Pilling: Prevention and Management


Pilling is the most common concern with cashmere garments. Those small balls of fiber that appear on the surface are caused by friction loosening short fibers from the yarn. Higher-quality cashmere with longer fibers pills less, but all cashmere will pill to some degree during the break-in period. The good news is that pilling typically decreases after the first few wearings as the shortest fibers are shed. Advise clients to use a cashmere comb or fabric shaver gently to remove pills, and to avoid carrying bags with straps that cross the body, as this concentrated friction accelerates pilling.

Styling Guidance


Best For

  • Luxury sport coats and blazers
  • Winter overcoats
  • Special occasion suits
  • VIP client commissions
  • Cashmere-wool blend business suits

Pairs With

  • Silk shirts
  • Cashmere turtlenecks
  • Suede loafers
  • Silk-cashmere scarves
  • Fine merino knitwear

Avoid For

  • Daily business suits (pure cashmere)
  • High-friction applications
  • Budget-conscious projects
  • Tropical or hot climates

Care Instructions


  • Dry clean only, with a specialist cleaner experienced with cashmere
  • Allow 48-72 hours between wearings minimum
  • Store folded (not hung) for knits; hung for structured jackets
  • Use a cashmere comb to gently remove pills
  • Store with cedar or lavender sachets to deter moths
  • Avoid contact with rough surfaces and Velcro
  • Never hang cashmere in direct sunlight

Pro Tip

When offering cashmere blends, explain the blend ratio honestly. Even 5-10% cashmere in a Super 120s base creates a noticeable difference in hand feel. Clients appreciate transparency about what they are getting, and the blend offers far better value than pure cashmere for suiting applications.

Visualize Cashmere with Sartorly


Cashmere's distinctive soft texture and rich depth of color are captured with remarkable fidelity in Sartorly's AI lookbooks. The subtle matte surface and gentle drape that distinguish cashmere from worsted wool come through clearly, helping your luxury clients visualize their investment.

Cashmere FAQ


For occasional wear, yes. For daily use, no. Pure cashmere suits wrinkle easily and show friction wear faster than wool. A cashmere-wool blend (10-20% cashmere) gives you the softness upgrade with much better durability. Reserve pure cashmere for sport coats, overcoats, or suits worn for special occasions only.

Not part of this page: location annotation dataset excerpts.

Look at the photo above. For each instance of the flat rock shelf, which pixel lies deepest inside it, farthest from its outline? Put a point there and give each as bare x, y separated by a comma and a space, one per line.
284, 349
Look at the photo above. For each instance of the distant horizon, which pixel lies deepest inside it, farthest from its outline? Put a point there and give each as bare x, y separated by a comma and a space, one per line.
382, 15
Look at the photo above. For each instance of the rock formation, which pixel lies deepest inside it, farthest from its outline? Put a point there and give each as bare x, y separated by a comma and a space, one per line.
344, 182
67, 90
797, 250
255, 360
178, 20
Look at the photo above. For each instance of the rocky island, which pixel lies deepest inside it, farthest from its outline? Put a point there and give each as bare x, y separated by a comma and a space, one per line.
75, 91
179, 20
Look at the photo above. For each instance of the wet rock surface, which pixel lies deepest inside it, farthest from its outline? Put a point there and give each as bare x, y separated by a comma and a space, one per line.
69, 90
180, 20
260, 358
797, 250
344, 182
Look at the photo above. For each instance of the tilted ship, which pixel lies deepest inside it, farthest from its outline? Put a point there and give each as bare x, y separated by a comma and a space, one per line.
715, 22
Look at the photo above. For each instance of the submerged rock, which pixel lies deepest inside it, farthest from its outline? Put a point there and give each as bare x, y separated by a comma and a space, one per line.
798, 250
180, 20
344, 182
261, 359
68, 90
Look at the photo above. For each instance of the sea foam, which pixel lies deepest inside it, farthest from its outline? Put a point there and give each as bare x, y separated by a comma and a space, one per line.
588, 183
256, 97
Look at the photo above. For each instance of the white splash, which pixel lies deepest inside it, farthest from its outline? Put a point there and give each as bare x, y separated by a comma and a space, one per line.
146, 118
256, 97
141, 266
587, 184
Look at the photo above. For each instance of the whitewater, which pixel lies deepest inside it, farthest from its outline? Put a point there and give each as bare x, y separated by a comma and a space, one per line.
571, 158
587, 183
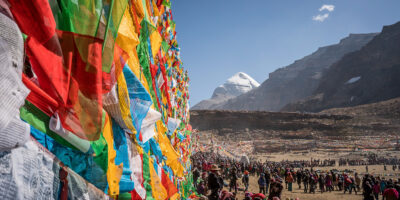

Genuine cashmere feels cool to the touch initially, then warms. It should be lightweight yet insulating. The fibers are very fine and uniform. A burn test can help: cashmere smells like burned hair and produces a fine ash, unlike synthetic fibers which melt. For fabric purchases, buy from reputable mills with verifiable sourcing. Loro Piana, Colombo, and Todd & Duncan are trusted names.

Pilling is caused by short fibers working loose from the yarn due to friction. It cannot be entirely prevented but can be minimized. Higher-quality cashmere with longer fibers pills less. Pilling typically decreases after the initial break-in period. Use a cashmere comb to gently remove pills, and avoid friction from bags, belts, and rough surfaces.